Tuesday 19 February 2008

January Availability

Last week we received the availability data for the LCG Tiers for
January 2008. This time, at PIC we were just on top of the target for Tier-0/Tier-1: 93%.
The positive read of it is that we are still one of the only three Tiers that reached the reliability target for every month since last July. The other two sites are CERN and TRIUMF.
The negative read is that 93% looks like a too low figure, when we were getting used to score over 95% in the last quarter of 2007.
The 7% unreliability of PIC in January 2008 is fully due to one single incidence that we had in the Storage system the weekend of the 26-27 January.

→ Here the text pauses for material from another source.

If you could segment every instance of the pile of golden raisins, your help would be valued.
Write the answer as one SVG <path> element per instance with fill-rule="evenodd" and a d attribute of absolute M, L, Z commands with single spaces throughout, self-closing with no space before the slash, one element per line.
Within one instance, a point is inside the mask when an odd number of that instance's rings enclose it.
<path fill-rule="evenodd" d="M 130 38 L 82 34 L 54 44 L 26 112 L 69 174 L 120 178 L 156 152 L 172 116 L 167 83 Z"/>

The Monday before (21/01/2008) had been a black-monday in the global markets - European and Asian exchanges plummeted 4 to 7% - so, we still do not discard that our failure might be correlated to that fact.
However, Gerard's investigations point to the fact that the most probable cause of our incident was a less-glamourous problem in the system disk of the dCache core server. The funny symptom is that all the GET transfers from PIC were working fine, but the PUT transfers to PIC were failing. The problem could only be solved by manual intervention of the MoD, who came on Sunday to "press the button".
So, the "moraleja" as we call it in Spanish, could read: a) we need to implement remote reboot at least in the critical servers, b) a little sensor that checks that the system disk is alive would be very useful.
Now, back to work and let's see if next month we reach the super-cool super-green 100% monthly reliability that up to now only CERN is able to reach with apparently no much effort.

Monday 18 February 2008

2008, the LHC and PIC

So, this is 2008. The year that the LHC will (finally) start colliding
protons at CERN. At PIC we are deploying one of the so-called Tier-1 centres: large computing centres that will receive and process the data from the detectors online. There will be eleven of such Tier-1s worldwide. Together with CERN (the Tier-0) and almost 200 more sites (the Tier-2s) these will form one of the largest distributed computing infrastructures in the world for scientific purposes: The LHC Computing Grid.
So, handling the many-Petabytes of data from the LHC is the challenge, and the LCG must be the tool.